Doherty recommends maximum of three calls from bank to debtors per month

Sinn Féin finance spokesman Pearse Doherty has claimed the Government is exaggerating the number of strategic mortgage defaulters. Photograph: Cyril Byrne / THE IRISH TIMES

Sinn Féin finance spokesman Pearse Doherty has claimed the Government is exaggerating the number of strategic mortgage defaulters. Photograph: Cyril Byrne / THE IRISH TIMES

Wed, Apr 10, 2013, 15:14

Sinn Féin finance spokesman Pearse Doherty has claimed the Government is exaggerating the number of strategic mortgage defaulters.

Mr Doherty published his submission to the Central Bank on the Code of Conduct on Mortgage Arrears this morning. He said banks should not be allowed to call debtors more than three times a month.

“To allow an extension of the number of calls that can be placed to the 180,000 people in mortgage distress amounts to harassment in my view,” he said.

Mr Doherty also said banks should not be allowed to take people off tracker mortgage rates.

“I think those who won’t pay, what’s called strategic defaulters, is being exaggerated by Government and those who want to penalise people who simply cannot pay.”

He said the vast majority of people who are in mortgage distress had lost their jobs or suffered a drop in income. He said people were encouraged to take out large mortgages by the Government, regulators, the banks and in some cases the media, “which were littered with property supplements in their papers everyday”.

The Free Legal Advice Centre (Flac) has said any code of conduct for banks on mortgage arrears negotiations should be set on a firm legal footing.

And those dealing with banks must be afforded legal and financial advice as well as recognition of a need for basic living expenses.

These are among 14 suggestions submitted to the Central Bank on the Code of Conduct on Mortgage Arrears by the organisation. The deadline for submissions is today.

Flag general director Noeline Blackwell said the conduct of financial institutions, as based on the guidelines, should be legally enforceable in cases that end up in court, in effect binding them to the steps set out by the Central Bank.

The guidelines would “to a great extent” guide people in their negotiations with lenders, and it was important the lenders were obliged to follow them, she said.
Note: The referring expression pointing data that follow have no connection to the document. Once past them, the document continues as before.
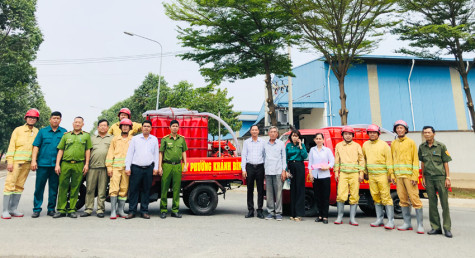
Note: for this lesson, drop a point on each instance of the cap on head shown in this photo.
(126, 121)
(400, 122)
(32, 113)
(174, 122)
(348, 129)
(126, 111)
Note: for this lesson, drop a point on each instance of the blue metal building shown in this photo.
(380, 90)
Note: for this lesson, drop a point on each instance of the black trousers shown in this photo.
(139, 184)
(255, 173)
(321, 189)
(297, 188)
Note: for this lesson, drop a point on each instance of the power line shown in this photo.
(96, 60)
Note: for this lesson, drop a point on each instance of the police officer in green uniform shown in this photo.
(172, 152)
(74, 151)
(434, 159)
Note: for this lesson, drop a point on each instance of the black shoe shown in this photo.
(435, 232)
(250, 214)
(448, 234)
(260, 214)
(176, 215)
(59, 215)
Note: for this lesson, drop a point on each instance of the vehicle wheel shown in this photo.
(203, 200)
(368, 208)
(397, 207)
(186, 198)
(311, 209)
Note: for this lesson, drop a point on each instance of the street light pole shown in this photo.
(161, 52)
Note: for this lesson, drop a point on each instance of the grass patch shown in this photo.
(462, 193)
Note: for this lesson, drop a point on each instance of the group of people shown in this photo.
(375, 161)
(129, 162)
(114, 155)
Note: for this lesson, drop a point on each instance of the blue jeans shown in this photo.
(43, 175)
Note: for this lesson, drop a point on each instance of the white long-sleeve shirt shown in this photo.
(319, 158)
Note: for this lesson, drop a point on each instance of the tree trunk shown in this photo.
(270, 100)
(343, 111)
(469, 98)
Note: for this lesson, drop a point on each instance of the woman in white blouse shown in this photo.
(321, 159)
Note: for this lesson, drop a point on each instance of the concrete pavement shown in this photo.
(224, 234)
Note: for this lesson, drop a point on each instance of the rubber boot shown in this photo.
(390, 214)
(120, 209)
(406, 215)
(113, 207)
(379, 216)
(353, 214)
(420, 226)
(340, 208)
(6, 205)
(14, 201)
If put on a legal footing it would mean that when a bank decided to go to court “you can say [they] can’t do that because [they] haven’t complied with the statutory instrument”.
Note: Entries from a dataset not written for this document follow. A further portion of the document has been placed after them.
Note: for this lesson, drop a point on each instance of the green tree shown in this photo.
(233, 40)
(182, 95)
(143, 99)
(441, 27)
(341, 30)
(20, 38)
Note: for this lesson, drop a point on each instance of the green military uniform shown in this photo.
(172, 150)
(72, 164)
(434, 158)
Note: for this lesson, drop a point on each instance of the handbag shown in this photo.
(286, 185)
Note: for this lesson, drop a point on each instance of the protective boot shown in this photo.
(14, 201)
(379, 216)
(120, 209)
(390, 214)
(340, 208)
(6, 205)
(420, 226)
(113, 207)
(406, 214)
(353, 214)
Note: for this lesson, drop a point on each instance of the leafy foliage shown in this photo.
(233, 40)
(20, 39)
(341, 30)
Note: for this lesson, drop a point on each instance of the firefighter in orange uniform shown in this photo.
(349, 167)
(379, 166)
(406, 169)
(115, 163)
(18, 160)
The submission also stresses the importance for access to free advice; many of the current bodies like the Money Advice and Budgeting Service (Mabs) are already unable to process existing demand.

“Where are borrowers in arrears to obtain the ongoing financial, debt and legal advice from the State that they require to negotiate on some kind of level playing field with their creditors and to make sustainable and workable decisions for them and their dependants?” the submission asks.

Ms Blackwell, speaking ahead of the body’s submission launch today, said there must be a reasonable regard for living expenses on the part of those in financial dire straits.

“It is Flac’s experience that many households in the current crisis have felt so pressurised by their creditors, particularly mortgage lenders, they are paying an undue percentage of their household income towards their credit commitments,” the submission says.

“In many instances, this has left the household short of money for essential food, heat, light and other services, and this has subjected many to unacceptable levels of deprivation.”